Marco tak habis pikir tentang Herman dan Lyn, dia benar benar dibuat gila oleh mereka. Ditambah lagi keadaan Abra saat ini. Seperti nya sangat sulit menghindari pernikahan. Haruskah dia melarikan diri? Tapi pergi kemana? Marco bahkan tak memiliki keluarga.
"Kau melamun kan apa?" Tanya Dixter mengejutkan Marco.
"Haruskah aku menceritakan ini denganmu?" Dixter tak menjawab, dia hanya ingin menikmati sepotong sandwich di pelataran kampus.
"Btw selamat atas sidangmu"
"Thanks" balas Marco dengan wajah datar.
"Hey, kau tak senang? Apa tadi itu buruk.."
"Not bad, tapi sangat tidak menyenangkan untukku saat ini" Dixter menoleh dan mendapati wajah murung Marco.
"Apa Lyn membuat masalah lagi?"
"Lebih dari masalah!" Kesal Marco. Dixter mengangkat kedua tangannya ke udara. Bukankah itu sudah biasa.

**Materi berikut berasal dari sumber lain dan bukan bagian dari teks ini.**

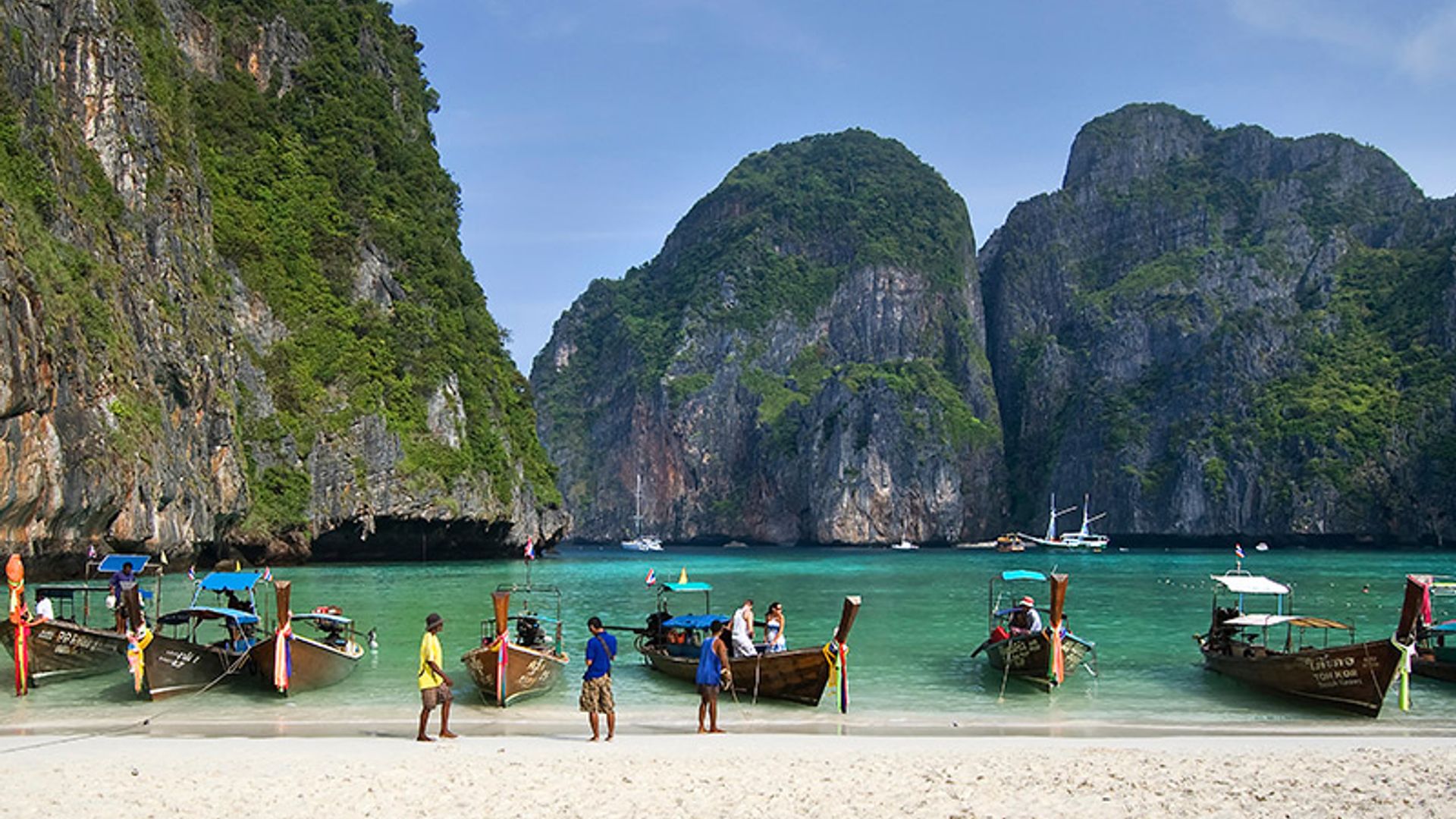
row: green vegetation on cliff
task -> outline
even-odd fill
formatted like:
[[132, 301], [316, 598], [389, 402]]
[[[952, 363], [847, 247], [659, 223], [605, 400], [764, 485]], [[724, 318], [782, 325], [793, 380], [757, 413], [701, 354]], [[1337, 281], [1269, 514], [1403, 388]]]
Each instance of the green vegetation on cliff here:
[[[98, 458], [149, 458], [176, 426], [169, 407], [197, 411], [186, 391], [211, 389], [153, 377], [138, 340], [217, 367], [236, 345], [269, 395], [239, 379], [205, 399], [227, 415], [221, 440], [236, 421], [248, 536], [306, 526], [310, 478], [293, 459], [365, 415], [399, 436], [402, 477], [421, 497], [448, 506], [463, 481], [510, 501], [524, 482], [537, 503], [559, 503], [530, 388], [460, 251], [459, 191], [432, 144], [435, 93], [414, 31], [374, 0], [189, 4], [201, 16], [159, 0], [60, 3], [54, 23], [7, 23], [0, 39], [0, 264], [33, 293], [54, 366], [106, 398], [112, 452]], [[188, 52], [173, 26], [197, 26]], [[90, 80], [66, 68], [31, 87], [52, 35], [99, 50], [98, 99], [82, 102]], [[83, 115], [96, 134], [83, 137]], [[106, 140], [125, 144], [119, 176]], [[118, 194], [108, 172], [146, 173], [144, 188]], [[169, 235], [178, 226], [183, 236]], [[172, 270], [125, 267], [153, 258]], [[287, 329], [271, 344], [252, 348], [234, 325], [271, 326], [233, 315], [253, 309], [234, 303], [233, 271]], [[167, 338], [147, 335], [157, 322], [138, 310], [154, 310]], [[459, 447], [427, 421], [447, 383], [463, 410]], [[253, 417], [261, 405], [272, 412]]]
[[613, 341], [636, 351], [636, 375], [651, 385], [689, 312], [750, 334], [780, 316], [802, 322], [850, 270], [877, 264], [954, 291], [974, 248], [965, 204], [945, 179], [900, 143], [849, 130], [750, 154], [662, 254], [601, 287], [619, 316]]
[[[486, 472], [511, 497], [520, 462], [537, 497], [556, 501], [536, 439], [529, 388], [507, 357], [459, 246], [459, 189], [430, 137], [435, 95], [419, 73], [412, 29], [374, 1], [198, 3], [220, 23], [224, 52], [255, 47], [281, 15], [307, 38], [291, 87], [224, 61], [197, 76], [198, 147], [213, 195], [218, 252], [290, 334], [255, 351], [280, 433], [303, 449], [381, 414], [405, 444], [405, 469], [428, 481]], [[387, 307], [352, 290], [363, 254], [386, 261], [403, 291]], [[457, 376], [462, 444], [435, 440], [425, 404]], [[298, 512], [294, 482], [253, 474], [258, 509]], [[274, 520], [259, 520], [274, 525]]]
[[1259, 395], [1259, 444], [1299, 453], [1344, 490], [1386, 452], [1424, 449], [1456, 386], [1456, 356], [1433, 338], [1450, 258], [1449, 243], [1353, 248], [1329, 305], [1303, 316], [1303, 366]]

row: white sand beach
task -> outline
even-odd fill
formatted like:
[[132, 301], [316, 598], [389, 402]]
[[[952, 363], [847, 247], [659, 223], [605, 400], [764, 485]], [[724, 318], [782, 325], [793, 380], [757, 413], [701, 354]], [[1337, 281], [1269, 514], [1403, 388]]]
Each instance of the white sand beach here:
[[[66, 740], [67, 737], [57, 737]], [[1452, 816], [1444, 737], [0, 737], [12, 816]], [[19, 753], [12, 749], [29, 748]]]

"Kau tahu adikmu itu memang biang onar. O iya apa kau dengar skandal Abra, kekasih Lyn?" Tanya Dixter dengan wajah penasaran. Marco mengangguk sambil meluruskan punggungnya.
"Ku dengar dia koma" Marco tidak terkejut mendengar informasi dari Dixter.
"Mungkin pukulanmu bukanlah apa apa, tapi tabrakan beruntun dan korban jiwa, itu sungguh tepat untuknya" Dixter seakan mentertawai nasib buruk Abra. Dia memukul paha Marco, bukankah ini kabar bagus. Marco sudah lama membenci Abraham.
"Hey, kau harusnya senang. Kenapa kau murung?" Dixter tak mengerti dengan raut wajah Marco. Pria itu menarik nafas dalam dan menatap dalam wajah Dixter yang tanpa beban. Hidup pemuda bule ini begitu santai dan tenang, membuat Marco iri.
"Lyn hamil!"
PLUK!!
Sisa sandwich di tangan Dixter terjatuh ke tanah yang dipenuhi rumput gajah yang terpangkas rapi
"Shit! Makanan ku jadi kotor!" Dixter meraih rotinya dan membuang ke tong sampah, ah padahal masih banyak daging di dalam sana. Dixter kembali merebahkan duduk di samping Marco yang menengadahkan kepala, mengadu tatap dengan langit.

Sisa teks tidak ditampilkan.